Engineering an Advanced ELT Pipeline for Optimizing Stock Portfolios

Published in

The Deep Hub

9 min readApr 7, 2024

PostgreSQL blue elephant standing on coins while overseeing the stock market. Money is flying in the air and three businessmen are holding briefcases while lookup at the elephant | Source: Author using Microsoft Designer

· Introduction
· The Imperative for Efficiency
· Architectural Blueprint
∘ — Why ELT?
∘ — Data Extraction
∘ — Data Loading
∘ — Data Quality & Integrity
∘ — Data Transformation
· Stock Prediction Model
∘ — Mean-Variance Optimization (MVO)
∘ — Input Parameters
∘ — Demonstration
∘ — Results
· Conclusion

Introduction

In today’s ever-changing financial markets, optimizing stock portfolios has become more important than ever. As an investor, I frequently find it challenging not only to choose which assets to invest in but also to determine the appropriate allocation for each one. In this article, I’ll walk you through the detailed process of constructing a robust Extract, Load, Transform (ELT) pipeline specifically aimed at enhancing portfolio performance by optimizing asset allocation. By the end of this article, you’ll understand what I’m doing, why I’m doing it, and how it can help you with your investments. Let’s get into it!

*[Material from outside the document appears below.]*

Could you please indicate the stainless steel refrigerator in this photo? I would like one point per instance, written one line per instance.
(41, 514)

The Imperative for Efficiency

In the realm of portfolio management, the efficacy of decision-making hinges upon the timely availability and accuracy of data. Recognizing this imperative, the development of an ELT pipeline assumes pivotal significance. In conceptualizing this pipeline, my aim was to divide it into two distinct segments, each honing in on a specific objective.

Data Focused (upstream process): Retrieve pertinent stock data from a dependable data source and securely store it in a database.
Analysis Focused (downstream process): Leverage stored data to identify the most advantageous asset allocation for an investment portfolio, customized to the chosen stocks.

Architectural Blueprint

I architected this pipeline with the flexibility to utilize either local storage or cloud storage, providing adaptability to suit the specific needs and preferences of the project. This design choice empowers seamless integration into existing infrastructure setups while accommodating cost, scalability, and accessibility requirements.

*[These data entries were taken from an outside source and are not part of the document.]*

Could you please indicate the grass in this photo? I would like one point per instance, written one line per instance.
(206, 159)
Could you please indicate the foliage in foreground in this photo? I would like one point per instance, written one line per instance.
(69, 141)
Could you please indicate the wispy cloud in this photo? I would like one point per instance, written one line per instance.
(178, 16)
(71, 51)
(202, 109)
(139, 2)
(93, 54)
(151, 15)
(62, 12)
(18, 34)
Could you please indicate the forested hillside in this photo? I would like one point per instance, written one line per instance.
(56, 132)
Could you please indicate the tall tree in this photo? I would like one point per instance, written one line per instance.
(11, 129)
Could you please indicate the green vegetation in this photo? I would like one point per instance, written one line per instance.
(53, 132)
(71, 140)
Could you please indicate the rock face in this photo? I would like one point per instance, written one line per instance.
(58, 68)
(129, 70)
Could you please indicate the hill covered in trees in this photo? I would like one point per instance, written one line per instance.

ELT architecture for ingesting stock data, storing it in either a cloud or local database, and performing portfolio optimization | Source: Author using Excalidraw

Why ELT?

Instead of adhering to the conventional Extract, Transform, Load (ETL) pipeline, I opted for an alternative approach by choosing an Extract, Load, Transform (ELT) architecture which helps with the following:

Scalability: ELT leverages the processing power of the target database, allowing it to handle large volumes of data more efficiently.
Simplified Architecture: ELT simplifies the data pipeline architecture by consolidating the transformation process within the database environment. This can lead to easier maintenance and management of the data pipeline.
Cost-Effectiveness: ELT often proves to be more cost-effective because it utilizes existing database infrastructure for transformation tasks as opposed to managing separate transformation servers or expensive ETL tools.

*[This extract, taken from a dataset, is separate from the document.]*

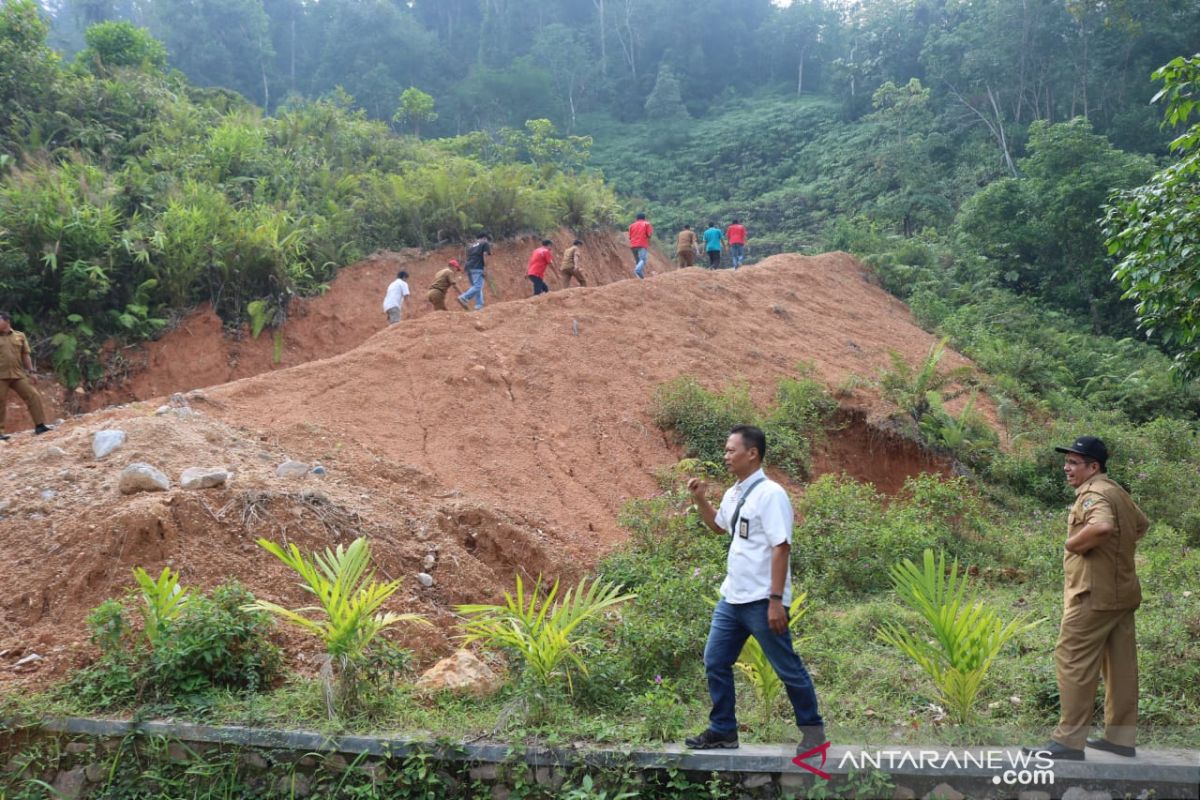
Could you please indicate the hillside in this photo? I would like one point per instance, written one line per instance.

With the vast amount of stock data I was handling, my aim was to move data into the target database as fast as possible. To achieve this goal, I needed to steer clear of using external tools for data transformation. These tools often consume significant time, resources, and involve moving large volumes of data, which could slow down the process. By utilizing ELT as oppose to ETL, data movement is reduced because it is quickly transferred to the target database for subsequent data transformation. Furthermore, it allows for easy tracking of where the data comes from and how it’s been changed over time. This information is stored directly within the database, unlike ETL. By establishing clear and transparent lineage of data, organizations can maximize the value of their data assets, mitigate risks, and drive informed business outcomes.

Data Extraction

The data extraction process, conducted using Python, relied on two freely available financial APIs: Financial Modeling Prep (FMP) and Yahoo Finance (YFinance). These APIs were instrumental in gathering the necessary financial data for analysis and processing within this system.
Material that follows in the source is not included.